This phase II/III trial compares the side effects and activity of oral azacitidine in combination with the standard drug therapy (reduced dose rituximab-cyclophosphamide, doxorubicin, vincristine, and prednisone [R-miniCHOP]) versus R-miniCHOP alone in treating patients 75 years or older with newly diagnosed diffuse large B cell lymphoma. R-miniCHOP includes a monoclonal antibody (a type of protein), called rituximab, which attaches to the lymphoma cells and may help the immune system kill these cells. R-miniCHOP also includes prednisone which is an anti-inflammatory medication and a combination of 3 chemotherapy drugs, cyclophosphamide, doxorubicin, and vincristine. These 3 chemotherapy drugs, as well as oral azacitidine, work in different ways to stop the growth of cancer cells, either by killing the cells, by stopping them from dividing, or by stopping them from spreading. Combining oral azacitidine with R-miniCHOP may shrink the cancer or extend the time without disease symptoms coming back or extend patient's survival when compared to R-miniCHOP alone.
A Phase II/III Randomized Study of R-MiniCHOP With or Without CC-486 (Oral Azacitidine) in Participants Age 75 Years or Older With Newly Diagnosed Diffuse Large B Cell Lymphoma, Grade IIIB Follicular Lymphoma, Transformed Lymphoma, and High-Grade B-Cell Lymphomas With MYC AND BCL2 and/or BCL6 Rearrangements
- To determine if the addition of CC-486 (oral azacitidine) to R-miniCHOP results in excess toxicity compared to R-miniCHOP alone that would preclude the combination from being studied further. (Safety run-in) II. To determine if the CC-486 + R-miniCHOP regimen should be tested further (Phase III) against the control R-miniCHOP alone based on progression-free survival (PFS). (Phase II component) III. To compare the overall survival (OS) between CC-486 + R-miniCHOP and R-miniCHOP alone. (Phase III component)
- To assess the feasibility of delivering at least 4 cycles of CC-486 with R-miniCHOP in this population.
II. To assess toxicity for CC-486 + R-miniCHOP and for R-miniCHOP. III. To compare complete response rates, as defined by Lugano 2014 classification, between CC-486 + R-miniCHOP and R-miniCHOP alone.
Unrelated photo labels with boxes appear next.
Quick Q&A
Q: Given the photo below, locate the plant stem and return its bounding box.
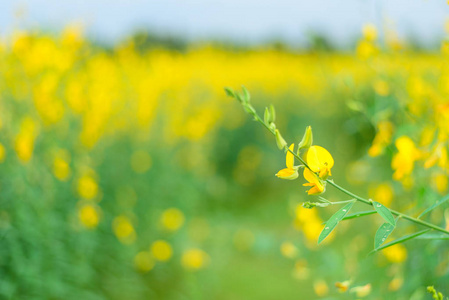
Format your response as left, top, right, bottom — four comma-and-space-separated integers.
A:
248, 106, 449, 234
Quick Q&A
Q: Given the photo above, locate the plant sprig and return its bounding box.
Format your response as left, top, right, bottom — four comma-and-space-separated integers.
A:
225, 87, 449, 253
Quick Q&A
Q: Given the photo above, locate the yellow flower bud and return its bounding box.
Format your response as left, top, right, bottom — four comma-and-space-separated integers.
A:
298, 126, 313, 151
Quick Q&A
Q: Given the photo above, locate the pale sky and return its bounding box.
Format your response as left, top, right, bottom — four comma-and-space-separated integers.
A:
0, 0, 449, 45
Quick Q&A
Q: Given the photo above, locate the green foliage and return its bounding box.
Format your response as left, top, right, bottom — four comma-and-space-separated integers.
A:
318, 202, 354, 244
373, 201, 396, 228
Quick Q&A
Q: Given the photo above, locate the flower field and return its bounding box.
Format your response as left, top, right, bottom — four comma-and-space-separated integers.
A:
0, 26, 449, 300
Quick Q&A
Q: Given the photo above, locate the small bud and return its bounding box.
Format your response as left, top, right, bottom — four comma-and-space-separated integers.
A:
224, 87, 235, 98
263, 107, 271, 124
275, 129, 287, 150
243, 103, 256, 115
263, 105, 274, 125
270, 104, 276, 122
298, 126, 313, 151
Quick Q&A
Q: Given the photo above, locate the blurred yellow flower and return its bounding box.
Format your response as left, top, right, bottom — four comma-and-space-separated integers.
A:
382, 244, 407, 263
276, 144, 298, 180
53, 149, 70, 181
15, 117, 36, 163
373, 80, 390, 97
362, 24, 377, 41
150, 240, 173, 261
160, 208, 184, 231
303, 168, 325, 195
350, 283, 371, 298
388, 276, 404, 291
335, 280, 351, 293
78, 204, 100, 229
112, 216, 136, 244
307, 146, 334, 179
313, 279, 329, 297
181, 249, 209, 271
131, 150, 152, 173
391, 136, 421, 180
134, 251, 154, 273
78, 175, 98, 200
281, 241, 298, 258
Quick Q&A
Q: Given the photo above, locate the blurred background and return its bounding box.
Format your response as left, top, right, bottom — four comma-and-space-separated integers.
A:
0, 0, 449, 300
INTEGRATED CORRELATIVE GERIATRIC ASSESSMENTS:
- To compare functioning as assessed by the S1918 Comprehensive Geriatric Assessment (S1918 CGA) between participants treated with CC-486 + R-miniCHOP versus R-miniCHOP alone.
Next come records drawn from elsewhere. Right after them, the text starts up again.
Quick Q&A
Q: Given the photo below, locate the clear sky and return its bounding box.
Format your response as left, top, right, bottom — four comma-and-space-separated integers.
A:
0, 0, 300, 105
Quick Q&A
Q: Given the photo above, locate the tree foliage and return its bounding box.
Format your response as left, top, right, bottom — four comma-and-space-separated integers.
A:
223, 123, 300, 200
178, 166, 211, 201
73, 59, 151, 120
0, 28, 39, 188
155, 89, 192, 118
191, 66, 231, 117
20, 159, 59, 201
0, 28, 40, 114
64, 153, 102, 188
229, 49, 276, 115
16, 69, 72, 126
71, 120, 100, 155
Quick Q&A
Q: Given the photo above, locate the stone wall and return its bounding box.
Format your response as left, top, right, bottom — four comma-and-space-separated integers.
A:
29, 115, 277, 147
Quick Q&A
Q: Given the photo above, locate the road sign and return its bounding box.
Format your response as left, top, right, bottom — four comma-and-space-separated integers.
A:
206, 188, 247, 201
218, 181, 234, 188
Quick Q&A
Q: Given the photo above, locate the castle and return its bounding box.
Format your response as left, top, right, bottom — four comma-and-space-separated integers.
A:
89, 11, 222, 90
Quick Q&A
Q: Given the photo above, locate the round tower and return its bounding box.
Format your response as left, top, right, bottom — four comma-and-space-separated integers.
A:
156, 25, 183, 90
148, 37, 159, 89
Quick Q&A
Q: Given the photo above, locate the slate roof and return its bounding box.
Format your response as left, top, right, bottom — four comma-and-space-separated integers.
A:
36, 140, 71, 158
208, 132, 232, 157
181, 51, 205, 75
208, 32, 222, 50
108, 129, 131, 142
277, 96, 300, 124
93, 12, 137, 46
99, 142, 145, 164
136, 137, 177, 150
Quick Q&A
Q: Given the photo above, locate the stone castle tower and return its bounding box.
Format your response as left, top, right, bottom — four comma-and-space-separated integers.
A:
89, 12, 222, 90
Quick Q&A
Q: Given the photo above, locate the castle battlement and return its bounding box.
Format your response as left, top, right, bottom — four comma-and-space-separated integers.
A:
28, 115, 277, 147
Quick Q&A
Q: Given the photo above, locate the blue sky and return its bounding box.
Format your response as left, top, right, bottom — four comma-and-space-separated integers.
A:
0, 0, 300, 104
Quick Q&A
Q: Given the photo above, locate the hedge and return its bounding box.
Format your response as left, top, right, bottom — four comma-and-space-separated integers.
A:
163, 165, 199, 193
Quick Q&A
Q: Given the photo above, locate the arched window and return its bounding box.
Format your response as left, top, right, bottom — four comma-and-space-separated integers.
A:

II. To evaluate if frailty status (fit/unfit versus [vs] frail/superfrail) as assessed by the FIL tool is associated with OS.
III. To evaluate if frailty as measured by the FIL tool correlates with the summary frailty index as measured using components of the S1918 CGA.
- To bank specimens for future correlative studies.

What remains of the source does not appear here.